Search code examples
pythonalgorithmrecursionlongest-substringlongest-path

Trying to figure out longest path algorithm python


I'm trying to make a python script, that gets me the longest repeated character in a given matrix (horizontally and vertically).

Example:

I have this matrix:

afaaf
rbaca
rlaff

Giving this matrix for input, it should result: a 3

You can see that that the 3rd column of the matrix, is full of a's and also, it's the most repeated character in the matrix.

What I have:

#!/bin/python2.7

#Longest string in matrix

#Given a matrix filled with letters.

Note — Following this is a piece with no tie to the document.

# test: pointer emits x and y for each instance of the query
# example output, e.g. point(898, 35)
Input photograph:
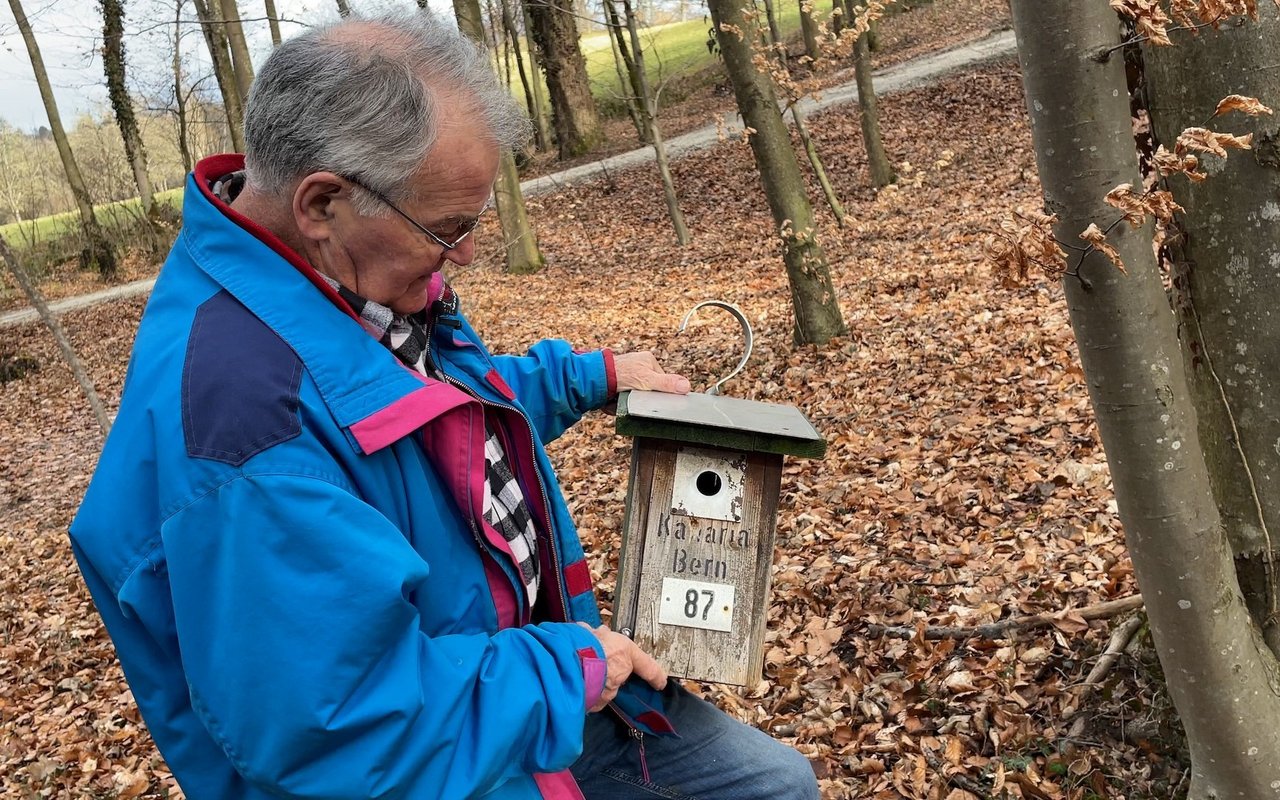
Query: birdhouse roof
point(720, 421)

Find the longest string, containing only the same letter, which can be obtained by starting
#with any position and then moving horizontally and vertically (each cell can be visited no more than 1 time).


# Settings here
# -------------
string_matrix = """
afaaf
rbaca
rlaff
"""

pos = (0,0)
# -------------

import pdb
import time
import collections
from collections import defaultdict
import re


rows = 0
columns = 0
matrix = []
matrix2 = []
counter = 0
res_l = []
i = 0
c = ''

# if matrix2 is full of 1's, stop
def stop():
    for i in range(0, rows):
        for j in range(0, columns):
            if matrix2[i][j] == 0:
                return False
    return True

# checks the points, and returns the most repeated char and length
def check_points(points1, points2):
    r = []

    r.append(-1)
    r.append('')

    # create strings from matrix
    s1 = ''
    s2 = ''


    for point in points1:
        s1 += matrix[point[0]][point[1]]

    for point in points2:
        s2 += matrix[point[0]][point[1]]

    rr = {}

    for c in s1:
        rr[c] = 0

    for c in s2:
        rr[c] = 0

    for i in range(0, len(s1)):
        k = 1
        for j in range(i+1, len(s1)):
            if s1[i] == s1[j]:
                k += 1
            else:
                break
            if k > rr[s1[i]]:
                rr[s1[i]] = k


    for i in range(0, len(s2)):
        k = 1
        for j in range(i+1, len(s2)):
            if s2[i] == s2[j]:
                k += 1
            else:
                break
            if k > rr[s2[i]]:
                rr[s2[i]] = k


    m = -1
    c = ''
    for key,value in rr.iteritems():
        if value > m:
            m = value
            c = key

    return m, c


# Depth-first search, recursive
def search(pos):
    global res_l
    global matrix2
    global c

    counter = 0

    x = pos[0]
    y = pos[1]

    c = matrix[x][y]

    # base clause
    # when matrix2 is all checked
    if stop():
        return counter, c



    points1 = []
    points2 = []
    allpoints = []

    for i in range(0, columns):
            if matrix2[x][i] != 1:
                points1.append([x, i])
                allpoints.append([x, i])


    for i in range(0, rows):
            if matrix2[i][x] != 1:
                points2.append([i, x])
                allpoints.append([i, x])





    r = check_points(points1, points2)


    if r[0] > counter:
        counter = r[0]
        c = r[1]

    matrix2[x][y] = 1


    for point in allpoints:
        rr = search(point)
        if rr[0] > counter:
            counter = int(rr[0])
            c = rr[1]
            #print 'c: ' + str(c) + ' - k: ' + str(counter)



    return counter, c

def main():
    # create the matrix from string
    string_matrix_l = string_matrix.strip()
    splited = string_matrix_l.split('\n')


    global rows
    global columns
    global matrix
    global matrix2

    rows = len(splited)
    columns = len(splited[1])



    # initialize matrixes with 0
    matrix = [[0 for x in range(columns)] for x in range(rows)]
    matrix2 = [[0 for x in range(columns)] for x in range(rows)]


    # string to matrix
    i = 0
    for s in splited:
        s = s.strip()
        if s == '':
            continue

        j = 0

        for c in s:
            try:## Heading ##
                matrix[i][j] = c
                #print 'ok: ' + str(i) + ' ' + str(j) + ' ' +  c
            except:
                print 'fail: index out of range matrix[' + str(i) + '][' + str(j)+'] ' + c
            j = j + 1

        i = i + 1


    # print some info
    print 'Given matrix: ' + str(matrix) + '\n'
    print 'Start position: ' + str(pos)
    print 'Start character: ' + str(matrix[pos[0]][pos[1]])

    # get the result
    res = search(pos)
    print '-------------------------------------'
    print '\nChar: ' + str(res[1]) + '\nLength: ' + str(res[0])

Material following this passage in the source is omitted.